I recently downloaded a csv file of a report from a report generating system and tried opening it in vi editor and all I saw was some garbage like a binary file. When opened in notepad, it looked fine as expected, as a plain text file. I thought there was problem with the ftp and I tried different things like zipping the file and then doing the ftp and so on. But nothing worked. Opening with emacs didn’t work either. Then, I tried opening it with some notepad like application on Linux and the first thing it did was show an error saying that it didn’t understand the encoding and asked me to pick one. I picked UTF-16 and then it started showing up.

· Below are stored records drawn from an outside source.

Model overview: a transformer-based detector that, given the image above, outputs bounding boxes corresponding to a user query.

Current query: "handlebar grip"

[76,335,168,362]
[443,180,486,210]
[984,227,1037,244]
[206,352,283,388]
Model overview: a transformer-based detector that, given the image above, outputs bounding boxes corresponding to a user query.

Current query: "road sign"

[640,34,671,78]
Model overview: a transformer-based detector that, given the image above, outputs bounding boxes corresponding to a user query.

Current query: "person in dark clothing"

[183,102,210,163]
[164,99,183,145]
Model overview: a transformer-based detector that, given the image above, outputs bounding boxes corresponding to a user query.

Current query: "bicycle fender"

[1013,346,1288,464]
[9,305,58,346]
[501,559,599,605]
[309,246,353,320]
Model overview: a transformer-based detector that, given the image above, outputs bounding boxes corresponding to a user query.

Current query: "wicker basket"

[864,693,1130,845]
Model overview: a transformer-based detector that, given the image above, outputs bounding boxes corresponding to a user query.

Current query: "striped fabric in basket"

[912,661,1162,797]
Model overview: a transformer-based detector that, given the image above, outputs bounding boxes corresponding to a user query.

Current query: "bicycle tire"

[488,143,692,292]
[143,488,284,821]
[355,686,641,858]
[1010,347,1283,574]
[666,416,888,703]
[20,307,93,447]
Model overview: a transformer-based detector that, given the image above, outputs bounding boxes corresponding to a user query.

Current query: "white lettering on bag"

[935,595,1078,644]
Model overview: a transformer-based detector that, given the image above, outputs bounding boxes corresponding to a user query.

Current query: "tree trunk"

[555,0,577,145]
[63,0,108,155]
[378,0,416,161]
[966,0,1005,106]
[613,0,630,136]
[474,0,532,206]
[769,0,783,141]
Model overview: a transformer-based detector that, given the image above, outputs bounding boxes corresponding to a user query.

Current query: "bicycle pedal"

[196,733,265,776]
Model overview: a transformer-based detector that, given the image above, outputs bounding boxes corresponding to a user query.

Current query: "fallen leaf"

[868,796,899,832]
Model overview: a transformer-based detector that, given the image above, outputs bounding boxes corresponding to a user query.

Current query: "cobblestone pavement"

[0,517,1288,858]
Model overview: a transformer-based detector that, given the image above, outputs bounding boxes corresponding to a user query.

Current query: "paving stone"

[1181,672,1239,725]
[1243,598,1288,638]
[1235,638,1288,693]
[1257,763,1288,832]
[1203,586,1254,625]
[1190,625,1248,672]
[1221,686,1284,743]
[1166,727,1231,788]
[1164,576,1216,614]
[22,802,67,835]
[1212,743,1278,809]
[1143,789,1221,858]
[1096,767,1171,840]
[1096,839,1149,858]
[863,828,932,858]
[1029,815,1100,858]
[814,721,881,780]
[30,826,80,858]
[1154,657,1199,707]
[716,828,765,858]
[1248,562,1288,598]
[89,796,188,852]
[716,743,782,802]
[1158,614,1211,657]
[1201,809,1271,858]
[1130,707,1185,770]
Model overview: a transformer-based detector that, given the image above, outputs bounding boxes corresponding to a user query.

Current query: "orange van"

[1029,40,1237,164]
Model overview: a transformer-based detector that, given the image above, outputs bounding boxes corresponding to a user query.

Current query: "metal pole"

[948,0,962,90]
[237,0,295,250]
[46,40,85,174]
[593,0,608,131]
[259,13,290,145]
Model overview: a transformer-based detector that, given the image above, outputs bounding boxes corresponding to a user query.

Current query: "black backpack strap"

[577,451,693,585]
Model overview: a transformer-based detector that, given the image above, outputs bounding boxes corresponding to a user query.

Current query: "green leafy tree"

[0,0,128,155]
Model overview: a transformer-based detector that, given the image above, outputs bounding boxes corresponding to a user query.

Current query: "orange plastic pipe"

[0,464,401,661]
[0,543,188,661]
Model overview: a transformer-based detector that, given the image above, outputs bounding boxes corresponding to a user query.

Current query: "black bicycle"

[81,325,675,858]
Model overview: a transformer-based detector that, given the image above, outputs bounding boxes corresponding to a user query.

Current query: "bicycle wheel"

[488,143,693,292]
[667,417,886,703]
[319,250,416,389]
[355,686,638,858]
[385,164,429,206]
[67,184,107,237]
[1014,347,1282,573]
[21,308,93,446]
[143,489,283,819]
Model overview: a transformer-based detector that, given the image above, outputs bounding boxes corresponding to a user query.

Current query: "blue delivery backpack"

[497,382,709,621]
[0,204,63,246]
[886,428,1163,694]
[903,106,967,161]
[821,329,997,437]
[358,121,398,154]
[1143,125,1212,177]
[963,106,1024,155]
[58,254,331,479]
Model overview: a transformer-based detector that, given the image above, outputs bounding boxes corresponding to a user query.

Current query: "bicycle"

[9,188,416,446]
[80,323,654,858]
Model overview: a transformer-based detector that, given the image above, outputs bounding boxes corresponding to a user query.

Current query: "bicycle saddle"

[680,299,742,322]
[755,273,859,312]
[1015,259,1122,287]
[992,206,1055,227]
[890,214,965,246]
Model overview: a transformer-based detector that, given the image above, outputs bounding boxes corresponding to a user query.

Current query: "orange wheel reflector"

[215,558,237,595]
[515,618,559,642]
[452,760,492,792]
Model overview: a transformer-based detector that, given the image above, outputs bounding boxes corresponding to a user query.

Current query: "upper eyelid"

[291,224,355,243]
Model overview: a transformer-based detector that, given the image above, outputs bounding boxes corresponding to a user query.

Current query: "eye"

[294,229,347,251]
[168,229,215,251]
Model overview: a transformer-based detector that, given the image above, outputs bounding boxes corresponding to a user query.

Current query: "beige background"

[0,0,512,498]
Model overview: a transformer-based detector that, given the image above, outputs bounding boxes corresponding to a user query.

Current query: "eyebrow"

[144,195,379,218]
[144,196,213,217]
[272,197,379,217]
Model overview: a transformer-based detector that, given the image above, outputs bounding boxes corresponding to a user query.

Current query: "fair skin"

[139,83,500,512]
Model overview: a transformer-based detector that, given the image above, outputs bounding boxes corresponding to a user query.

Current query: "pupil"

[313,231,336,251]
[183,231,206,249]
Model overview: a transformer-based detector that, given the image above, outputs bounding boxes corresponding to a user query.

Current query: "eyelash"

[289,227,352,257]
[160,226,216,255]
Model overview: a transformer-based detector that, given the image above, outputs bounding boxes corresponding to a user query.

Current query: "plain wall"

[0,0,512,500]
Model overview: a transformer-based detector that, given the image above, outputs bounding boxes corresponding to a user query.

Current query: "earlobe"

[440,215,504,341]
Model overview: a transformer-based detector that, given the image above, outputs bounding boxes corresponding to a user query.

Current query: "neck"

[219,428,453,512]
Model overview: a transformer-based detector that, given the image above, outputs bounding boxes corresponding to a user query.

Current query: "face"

Well, now that I knew what the problem was, how do I convert it to UTF-8? I need to convert it to UTF-8 because, the version of perl I was using didn’t support various encodings (research on the web indicated the need to compile with perlio option or something like that and that wasn’t the case for me). So, I used Java to achieve this. It’s really very simple. Here is what it would look like.

import java.io.*;

public class UTF16toUTF8 {
  public static void main(String[] args) {
     BufferedReader br = new BufferedReader(new InputStreamReader(new FileInputStream(args[0]),"utf16"));
     String line;
     while((line = br.readLine()) != null)
        System.out.println(line);
  }
}

That’s it. This simple piece of code was a real time saver for me.

2 Comments

Filed under Tech - Tips, UTF

HTTP Response Status Code 304

If you have a dynamic website that is search engine friendly, chances are your entire database of some entity such as a list of products is made available that can be easily reached by crawling by the bots. Doing this comes with a cost. The bots keep crawling regularly, even at a slower rate, and you have to render those dynamic pages one after the other costing you both bandwidth and CPU cycles. To avoid this, you can write your dynamic pages such that they are “last modified” aware. That is, say you have a product page that lists the product details as well as any comments by the user. While most of the product details itself is relatively static, content such as comments could be changing every few days especially so for a product that has launched in the first few months. Ofcourse, if you do dynamic pricing, then that’s different. But even then, people seldom search based on the exact price string (people want to know if a product is available below a certain price and not an exact price, so don’t bother to worry that your latest price is not indexed. Besides, by the time it’s indexed to the time it’s available in the search results, your price may have changed yet again).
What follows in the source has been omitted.